Whereas, on 30 March 2001 the Names Council of the Domain Name Supporting Organization (DNSO) forwarded a four-part resolution accompanied by statements of the seven DNSO constituencies and participants in the DNSO general assembly;

Whereas, numerous comments of the Internet community have been received on ICANN's web-based public comment forum, by e-mail, and otherwise;

Whereas, in response to the comments ICANN has asked VeriSign for improvement of the proposed agreements through the addition of some text changes and other related undertakings between ICANN and VeriSign;

Whereas, VeriSign has stated its commitment to make those improvements;

Whereas, the Board has carefully considered the proposal in connection with the input from the supporting organizations and Internet community
and the improvements agreed by VeriSign and finds that acceptance of the proposal is necessary and appropriate to further ICANN's purposes;

Resolved [01.47] that the President is authorized on behalf of the Corporation to sign the proposed agreements with VeriSign as presented, with suitable revisions and additions to the provisions of the agreements to reflect the text changes and additional commitments set forth in the posted correspondence with Stratton Sclavos and with any further corrections and modifications consistent with the proposal that the President determines are appropriate, such signing to be subject to any necessary approvals of the U.S. Department of Commerce;

Further resolved [01.48], the President is authorized to take such actions as appropriate to implement the agreements.

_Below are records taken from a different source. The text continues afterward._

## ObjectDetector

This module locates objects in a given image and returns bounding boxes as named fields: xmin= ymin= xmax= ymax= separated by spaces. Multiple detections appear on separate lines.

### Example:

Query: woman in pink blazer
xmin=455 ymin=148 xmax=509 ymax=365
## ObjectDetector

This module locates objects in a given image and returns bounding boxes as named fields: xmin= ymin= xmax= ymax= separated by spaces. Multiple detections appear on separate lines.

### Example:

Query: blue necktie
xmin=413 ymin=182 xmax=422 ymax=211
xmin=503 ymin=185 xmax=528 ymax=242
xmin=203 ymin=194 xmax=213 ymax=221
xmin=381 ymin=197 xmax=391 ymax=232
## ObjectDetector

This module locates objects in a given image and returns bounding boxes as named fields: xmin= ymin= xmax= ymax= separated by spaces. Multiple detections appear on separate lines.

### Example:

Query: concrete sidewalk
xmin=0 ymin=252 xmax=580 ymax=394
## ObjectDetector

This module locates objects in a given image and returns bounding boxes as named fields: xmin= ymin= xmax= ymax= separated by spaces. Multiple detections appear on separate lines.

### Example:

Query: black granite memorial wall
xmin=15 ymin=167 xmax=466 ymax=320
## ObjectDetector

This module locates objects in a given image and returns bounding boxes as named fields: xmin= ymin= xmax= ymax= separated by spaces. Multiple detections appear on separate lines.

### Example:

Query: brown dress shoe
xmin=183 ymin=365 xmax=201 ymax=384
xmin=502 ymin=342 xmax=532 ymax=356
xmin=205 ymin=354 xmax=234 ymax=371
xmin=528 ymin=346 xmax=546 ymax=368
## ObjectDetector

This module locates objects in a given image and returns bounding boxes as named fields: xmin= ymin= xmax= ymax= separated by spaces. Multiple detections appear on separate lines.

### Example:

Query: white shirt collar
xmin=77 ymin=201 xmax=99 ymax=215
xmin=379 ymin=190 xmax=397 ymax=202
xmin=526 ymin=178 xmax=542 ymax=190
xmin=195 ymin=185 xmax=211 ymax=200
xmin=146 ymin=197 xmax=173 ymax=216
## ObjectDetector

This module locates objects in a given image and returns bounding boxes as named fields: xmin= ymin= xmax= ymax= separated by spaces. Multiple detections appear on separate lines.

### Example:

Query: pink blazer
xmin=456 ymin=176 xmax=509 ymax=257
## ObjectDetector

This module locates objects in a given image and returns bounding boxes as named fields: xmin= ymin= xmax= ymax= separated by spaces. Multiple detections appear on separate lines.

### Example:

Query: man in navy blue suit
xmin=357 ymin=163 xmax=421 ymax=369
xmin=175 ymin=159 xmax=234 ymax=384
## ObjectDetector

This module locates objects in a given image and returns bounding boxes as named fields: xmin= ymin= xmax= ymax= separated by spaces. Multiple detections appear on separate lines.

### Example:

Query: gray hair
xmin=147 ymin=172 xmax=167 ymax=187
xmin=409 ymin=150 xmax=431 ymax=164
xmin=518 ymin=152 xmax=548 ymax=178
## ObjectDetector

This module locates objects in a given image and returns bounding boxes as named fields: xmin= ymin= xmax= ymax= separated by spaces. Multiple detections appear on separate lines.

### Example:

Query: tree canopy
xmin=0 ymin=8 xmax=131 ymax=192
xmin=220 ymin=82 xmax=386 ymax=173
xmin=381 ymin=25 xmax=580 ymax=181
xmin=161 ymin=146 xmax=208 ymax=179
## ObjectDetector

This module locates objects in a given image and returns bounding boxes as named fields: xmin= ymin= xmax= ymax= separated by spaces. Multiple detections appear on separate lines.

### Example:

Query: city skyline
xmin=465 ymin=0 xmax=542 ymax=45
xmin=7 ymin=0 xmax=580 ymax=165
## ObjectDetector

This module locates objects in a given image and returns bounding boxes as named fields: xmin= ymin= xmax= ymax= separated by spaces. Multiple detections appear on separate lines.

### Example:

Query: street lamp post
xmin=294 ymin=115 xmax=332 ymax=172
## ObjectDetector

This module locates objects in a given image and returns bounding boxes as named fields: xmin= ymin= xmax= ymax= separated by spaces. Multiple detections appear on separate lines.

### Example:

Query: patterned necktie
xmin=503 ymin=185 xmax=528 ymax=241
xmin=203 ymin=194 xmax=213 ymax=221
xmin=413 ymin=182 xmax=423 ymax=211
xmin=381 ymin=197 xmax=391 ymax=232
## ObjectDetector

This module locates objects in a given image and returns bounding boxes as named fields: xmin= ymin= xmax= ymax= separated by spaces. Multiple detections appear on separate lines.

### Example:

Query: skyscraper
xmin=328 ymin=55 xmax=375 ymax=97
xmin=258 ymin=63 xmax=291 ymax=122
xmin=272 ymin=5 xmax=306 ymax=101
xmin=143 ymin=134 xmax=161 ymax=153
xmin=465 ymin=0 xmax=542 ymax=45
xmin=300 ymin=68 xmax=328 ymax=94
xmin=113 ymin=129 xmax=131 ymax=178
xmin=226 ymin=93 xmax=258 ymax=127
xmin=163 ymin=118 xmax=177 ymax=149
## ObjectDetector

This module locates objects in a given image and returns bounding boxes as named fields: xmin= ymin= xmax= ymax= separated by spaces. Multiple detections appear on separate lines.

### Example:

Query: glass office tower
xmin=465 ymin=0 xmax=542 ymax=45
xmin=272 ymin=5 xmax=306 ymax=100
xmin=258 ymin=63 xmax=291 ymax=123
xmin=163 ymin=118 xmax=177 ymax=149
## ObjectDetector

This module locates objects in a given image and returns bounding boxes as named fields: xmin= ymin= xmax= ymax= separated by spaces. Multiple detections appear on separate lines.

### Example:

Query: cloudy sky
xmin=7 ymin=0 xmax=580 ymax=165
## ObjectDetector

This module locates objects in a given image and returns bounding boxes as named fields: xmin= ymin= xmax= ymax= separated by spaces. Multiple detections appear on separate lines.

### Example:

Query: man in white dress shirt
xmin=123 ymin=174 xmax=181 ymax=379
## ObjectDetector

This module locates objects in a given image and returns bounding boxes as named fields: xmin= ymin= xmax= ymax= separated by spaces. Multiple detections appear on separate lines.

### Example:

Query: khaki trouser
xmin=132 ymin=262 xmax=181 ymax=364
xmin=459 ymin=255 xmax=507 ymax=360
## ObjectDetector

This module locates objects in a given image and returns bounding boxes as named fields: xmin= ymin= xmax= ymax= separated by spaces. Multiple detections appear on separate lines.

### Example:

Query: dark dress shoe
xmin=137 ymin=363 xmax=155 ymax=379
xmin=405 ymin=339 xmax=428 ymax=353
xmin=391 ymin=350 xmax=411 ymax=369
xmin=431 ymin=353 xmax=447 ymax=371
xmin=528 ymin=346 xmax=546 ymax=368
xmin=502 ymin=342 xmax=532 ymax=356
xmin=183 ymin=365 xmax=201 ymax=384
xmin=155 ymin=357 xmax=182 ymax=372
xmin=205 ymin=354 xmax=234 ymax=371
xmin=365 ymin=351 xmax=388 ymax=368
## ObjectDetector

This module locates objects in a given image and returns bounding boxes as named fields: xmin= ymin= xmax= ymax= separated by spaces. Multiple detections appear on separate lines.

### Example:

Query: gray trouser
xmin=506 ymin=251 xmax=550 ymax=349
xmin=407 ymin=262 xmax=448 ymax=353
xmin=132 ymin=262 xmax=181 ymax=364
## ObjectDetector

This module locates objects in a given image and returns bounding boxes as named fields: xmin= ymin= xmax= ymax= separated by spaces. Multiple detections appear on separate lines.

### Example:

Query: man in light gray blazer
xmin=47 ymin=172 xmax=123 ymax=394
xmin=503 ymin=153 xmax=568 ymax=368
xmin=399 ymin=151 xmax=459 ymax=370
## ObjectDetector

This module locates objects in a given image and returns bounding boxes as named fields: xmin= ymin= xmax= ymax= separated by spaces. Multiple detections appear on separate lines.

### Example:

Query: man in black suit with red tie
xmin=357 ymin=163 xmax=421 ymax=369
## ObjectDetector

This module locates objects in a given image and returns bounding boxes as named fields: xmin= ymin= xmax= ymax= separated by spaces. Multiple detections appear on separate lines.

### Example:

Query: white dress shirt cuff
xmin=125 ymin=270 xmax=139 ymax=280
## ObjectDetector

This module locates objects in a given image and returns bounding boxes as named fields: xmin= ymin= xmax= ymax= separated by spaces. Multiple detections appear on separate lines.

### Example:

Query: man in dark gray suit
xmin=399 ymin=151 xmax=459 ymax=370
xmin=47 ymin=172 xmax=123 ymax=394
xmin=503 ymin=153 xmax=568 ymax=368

The resoltuions were adopted 12-3, with one abstension. Vint Cerf, Ivan Moura Campos, Jonathan Cohen, Phil Davidson, Masanobu Katoh, Hans Kraaijenbrink, Sang-Hyon Kyong, Stuart Lynn, Jun Murai, Alejandro Pisanty, Nii Quaynor, and Linda S. Wilson voted in favor. Amadeu Abril i Abril, Karl Auerbach, and Andy Mueller-Maguhn voted against. Ken Fockler abstained.

The meeting was adjourned at 13:07 UTC (6:07 am U.S. Pacific Daylight Time).